Given that we hope to parallelize our code with OpenMP, we believe that the GHC/PSC machines are reasonable. We do not anticipate that our code will scale at high core counts on the PSC machines (mostly because our code for Assignment 3 did not scale on the PSC machines). As such, we do not need more powerful machines. Furthermore, for Assignment 3, we achieved decent speedups on the GHC machines and lower core counts on the PSC machines. As such, we believe that these machines will be sufficient for achieving reasonable speedups.

Schedule:

  • Week 1 (11/7 to 11/13): For the rest of this week, we will focus on finalizing the algorithm for the chemical simulation (including the simplifying assumptions necessary). Then, we will begin converting the particle simulation to the chemical particle simulation (switch to electrostatic force, introduce collisions).
  • Week 2 (11/14 to 11/20): We will finish converting the particle simulation (add reactions), beginning work on the concentration simulation (first looking at simpler algorithms than the Gillespie algorithm).
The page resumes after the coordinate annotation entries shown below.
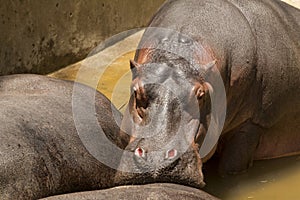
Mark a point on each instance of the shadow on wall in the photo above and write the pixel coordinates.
(43, 36)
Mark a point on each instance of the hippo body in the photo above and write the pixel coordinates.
(150, 191)
(254, 45)
(41, 152)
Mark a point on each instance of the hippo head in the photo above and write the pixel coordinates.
(163, 119)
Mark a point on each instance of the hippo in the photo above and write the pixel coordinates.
(253, 47)
(41, 152)
(155, 191)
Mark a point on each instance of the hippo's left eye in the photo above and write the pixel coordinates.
(140, 152)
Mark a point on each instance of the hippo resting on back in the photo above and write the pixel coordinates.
(157, 191)
(255, 48)
(41, 153)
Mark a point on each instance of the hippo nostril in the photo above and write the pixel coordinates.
(139, 152)
(171, 154)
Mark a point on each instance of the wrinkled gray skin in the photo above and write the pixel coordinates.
(41, 153)
(138, 192)
(255, 45)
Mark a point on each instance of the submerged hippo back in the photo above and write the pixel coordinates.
(41, 152)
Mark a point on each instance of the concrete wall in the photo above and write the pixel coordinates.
(40, 36)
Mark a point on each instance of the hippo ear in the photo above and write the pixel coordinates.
(209, 66)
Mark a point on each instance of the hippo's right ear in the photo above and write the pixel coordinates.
(135, 67)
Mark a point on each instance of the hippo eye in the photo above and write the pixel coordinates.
(171, 154)
(139, 152)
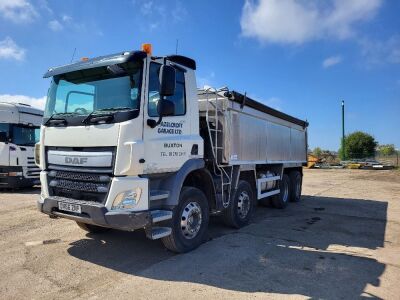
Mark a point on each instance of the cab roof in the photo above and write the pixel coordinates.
(112, 59)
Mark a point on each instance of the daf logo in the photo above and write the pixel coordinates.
(75, 160)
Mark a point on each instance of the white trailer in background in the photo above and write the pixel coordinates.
(128, 142)
(19, 131)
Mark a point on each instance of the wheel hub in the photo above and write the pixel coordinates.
(243, 206)
(191, 220)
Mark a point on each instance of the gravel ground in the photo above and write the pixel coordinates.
(341, 241)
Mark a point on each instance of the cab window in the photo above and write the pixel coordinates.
(154, 92)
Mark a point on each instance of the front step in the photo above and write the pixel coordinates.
(158, 195)
(158, 232)
(160, 215)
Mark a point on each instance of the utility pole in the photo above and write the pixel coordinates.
(343, 141)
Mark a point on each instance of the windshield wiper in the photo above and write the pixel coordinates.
(103, 114)
(54, 119)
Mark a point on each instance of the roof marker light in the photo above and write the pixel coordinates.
(147, 48)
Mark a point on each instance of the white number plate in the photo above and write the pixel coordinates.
(69, 207)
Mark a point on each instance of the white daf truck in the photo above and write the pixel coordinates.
(19, 131)
(128, 142)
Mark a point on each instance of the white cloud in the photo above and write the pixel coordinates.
(331, 61)
(18, 11)
(381, 52)
(297, 22)
(55, 25)
(158, 14)
(35, 102)
(66, 18)
(10, 50)
(205, 81)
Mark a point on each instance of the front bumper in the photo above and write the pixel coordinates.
(96, 214)
(19, 181)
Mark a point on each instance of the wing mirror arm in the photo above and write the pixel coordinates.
(167, 88)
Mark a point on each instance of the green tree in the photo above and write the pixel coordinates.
(317, 152)
(386, 150)
(358, 145)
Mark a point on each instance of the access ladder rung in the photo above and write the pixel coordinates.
(161, 215)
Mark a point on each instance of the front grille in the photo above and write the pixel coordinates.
(79, 182)
(79, 186)
(32, 170)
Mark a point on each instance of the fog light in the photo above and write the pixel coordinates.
(127, 200)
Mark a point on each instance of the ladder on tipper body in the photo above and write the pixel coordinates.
(213, 111)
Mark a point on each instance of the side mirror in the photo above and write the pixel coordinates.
(3, 137)
(166, 108)
(167, 81)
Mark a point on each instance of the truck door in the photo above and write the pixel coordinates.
(168, 145)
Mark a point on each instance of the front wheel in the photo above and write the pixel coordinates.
(189, 221)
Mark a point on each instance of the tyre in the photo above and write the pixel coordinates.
(241, 207)
(282, 199)
(189, 221)
(296, 180)
(92, 228)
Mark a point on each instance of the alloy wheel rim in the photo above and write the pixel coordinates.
(243, 205)
(191, 220)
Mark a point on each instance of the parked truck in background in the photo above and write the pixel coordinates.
(19, 131)
(129, 142)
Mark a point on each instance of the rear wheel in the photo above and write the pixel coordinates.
(241, 208)
(295, 186)
(92, 228)
(282, 199)
(189, 221)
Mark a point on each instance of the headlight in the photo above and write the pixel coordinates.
(37, 154)
(127, 200)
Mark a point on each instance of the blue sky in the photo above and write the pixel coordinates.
(301, 57)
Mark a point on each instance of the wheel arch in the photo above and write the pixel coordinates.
(202, 179)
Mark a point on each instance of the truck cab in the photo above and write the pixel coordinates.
(19, 131)
(123, 146)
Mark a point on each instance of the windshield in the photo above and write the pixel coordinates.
(86, 92)
(21, 134)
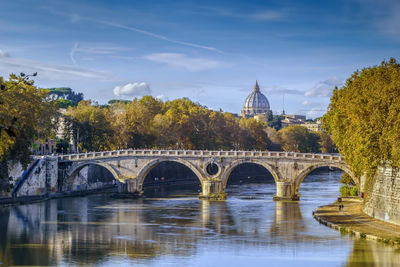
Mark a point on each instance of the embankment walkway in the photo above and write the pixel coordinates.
(352, 220)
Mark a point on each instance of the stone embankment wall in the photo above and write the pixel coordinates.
(384, 201)
(42, 179)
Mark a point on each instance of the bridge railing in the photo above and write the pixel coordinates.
(198, 153)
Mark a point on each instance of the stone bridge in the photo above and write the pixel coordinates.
(212, 168)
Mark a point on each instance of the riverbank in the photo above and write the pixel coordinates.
(352, 220)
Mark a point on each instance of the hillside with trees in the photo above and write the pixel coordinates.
(364, 118)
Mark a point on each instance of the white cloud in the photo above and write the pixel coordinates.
(94, 49)
(182, 61)
(324, 88)
(4, 53)
(132, 89)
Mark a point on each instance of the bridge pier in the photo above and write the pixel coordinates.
(286, 191)
(212, 190)
(130, 188)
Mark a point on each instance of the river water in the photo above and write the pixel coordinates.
(176, 229)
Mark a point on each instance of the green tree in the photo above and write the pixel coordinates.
(363, 118)
(26, 114)
(92, 127)
(326, 143)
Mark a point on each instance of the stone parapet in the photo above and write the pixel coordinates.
(384, 200)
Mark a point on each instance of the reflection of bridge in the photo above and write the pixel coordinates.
(212, 168)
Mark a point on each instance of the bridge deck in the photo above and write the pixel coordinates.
(198, 153)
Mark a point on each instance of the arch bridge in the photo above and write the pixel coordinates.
(212, 168)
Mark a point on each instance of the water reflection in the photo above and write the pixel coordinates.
(99, 230)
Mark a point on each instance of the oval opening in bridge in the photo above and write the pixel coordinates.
(212, 168)
(251, 178)
(90, 178)
(324, 180)
(171, 179)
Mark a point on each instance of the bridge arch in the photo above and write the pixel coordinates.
(76, 169)
(225, 176)
(149, 166)
(303, 174)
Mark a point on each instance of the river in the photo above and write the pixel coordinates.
(174, 228)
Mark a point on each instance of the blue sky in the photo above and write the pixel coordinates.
(209, 51)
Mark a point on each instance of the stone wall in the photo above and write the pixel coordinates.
(384, 201)
(42, 179)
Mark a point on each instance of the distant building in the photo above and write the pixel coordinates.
(256, 105)
(301, 121)
(48, 146)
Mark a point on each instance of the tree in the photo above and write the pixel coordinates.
(92, 127)
(364, 118)
(326, 143)
(276, 122)
(26, 114)
(65, 93)
(299, 139)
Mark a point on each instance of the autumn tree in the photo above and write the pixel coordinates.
(92, 127)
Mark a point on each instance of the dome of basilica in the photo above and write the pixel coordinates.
(255, 103)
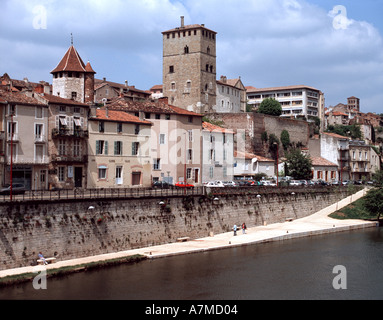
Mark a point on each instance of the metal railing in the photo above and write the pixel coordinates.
(100, 193)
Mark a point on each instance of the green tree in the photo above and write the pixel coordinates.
(285, 139)
(271, 107)
(373, 201)
(298, 165)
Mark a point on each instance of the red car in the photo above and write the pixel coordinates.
(183, 185)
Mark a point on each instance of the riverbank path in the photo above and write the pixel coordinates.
(316, 224)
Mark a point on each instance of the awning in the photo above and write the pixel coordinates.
(63, 121)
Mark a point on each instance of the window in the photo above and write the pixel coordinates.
(76, 148)
(101, 147)
(162, 138)
(211, 172)
(39, 112)
(118, 148)
(101, 126)
(190, 155)
(135, 148)
(39, 153)
(212, 154)
(102, 172)
(156, 164)
(62, 147)
(39, 132)
(61, 174)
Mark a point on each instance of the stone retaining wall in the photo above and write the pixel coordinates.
(69, 229)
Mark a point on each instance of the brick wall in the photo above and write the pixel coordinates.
(70, 230)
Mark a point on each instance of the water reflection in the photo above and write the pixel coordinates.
(293, 269)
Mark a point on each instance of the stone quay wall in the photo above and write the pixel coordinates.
(76, 228)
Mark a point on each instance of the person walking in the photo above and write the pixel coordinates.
(244, 228)
(41, 257)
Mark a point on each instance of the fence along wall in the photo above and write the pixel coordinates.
(70, 229)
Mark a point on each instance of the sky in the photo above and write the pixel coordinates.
(333, 46)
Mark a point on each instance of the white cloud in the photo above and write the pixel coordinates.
(266, 42)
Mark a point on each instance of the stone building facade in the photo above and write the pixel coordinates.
(189, 67)
(72, 79)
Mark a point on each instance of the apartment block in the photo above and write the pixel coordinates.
(295, 100)
(118, 150)
(189, 67)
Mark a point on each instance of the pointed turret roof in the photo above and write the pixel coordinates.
(72, 62)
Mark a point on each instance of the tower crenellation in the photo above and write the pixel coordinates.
(189, 67)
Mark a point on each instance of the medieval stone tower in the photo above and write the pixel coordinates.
(72, 79)
(189, 67)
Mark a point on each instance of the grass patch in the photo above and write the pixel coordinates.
(356, 210)
(63, 271)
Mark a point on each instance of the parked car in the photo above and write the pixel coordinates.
(229, 184)
(17, 188)
(162, 185)
(268, 183)
(213, 184)
(183, 184)
(295, 183)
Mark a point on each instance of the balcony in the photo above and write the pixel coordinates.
(65, 158)
(39, 138)
(13, 137)
(66, 132)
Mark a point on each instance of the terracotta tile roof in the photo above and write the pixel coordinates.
(249, 156)
(157, 87)
(296, 87)
(18, 98)
(72, 62)
(336, 135)
(160, 106)
(98, 83)
(58, 100)
(211, 127)
(319, 161)
(118, 116)
(336, 113)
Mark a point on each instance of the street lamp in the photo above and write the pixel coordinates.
(275, 143)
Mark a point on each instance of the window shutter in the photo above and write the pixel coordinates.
(97, 147)
(106, 147)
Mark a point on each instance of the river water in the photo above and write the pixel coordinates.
(291, 269)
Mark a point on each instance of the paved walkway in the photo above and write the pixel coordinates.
(318, 223)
  • Week 3 (11/21 to 11/27): We will finish work on the concentration simulation (if the simpler algorithms are very easy to implement, then we may try to implement the Gillespie algorithm, and begin working on the sequential multi-granularity simulation (combining the two granularities into one scene).
  • Week 4 (11/28 to 12/4): Finish working on the sequential multi-granularity simulation (Note, this week is a little bit light on work because Andrew has many graduate school applications due this week. We will make up for it by working extra the next week).
  • Week 5 (12/5 to 12/11): Parallelize the simulation with OpenMP. Find a simple chemical reaction with known parameters (experimentally determined in the lab), and use this reaction to test the correctness of our simulation.
  • Week 6 (12/12 to 12/18): Perform analysis of the parallel implementation (on the GHC machines). If time allows, perform more complex analysis, look at more complex chemical scenes, and/or measure performance on the PSC machines. Finally, collect the results into the final documentation and prepare for the final presentation.
  • 12/17/2022: Submit the final report.
  • 12/18/2022: Project poster session.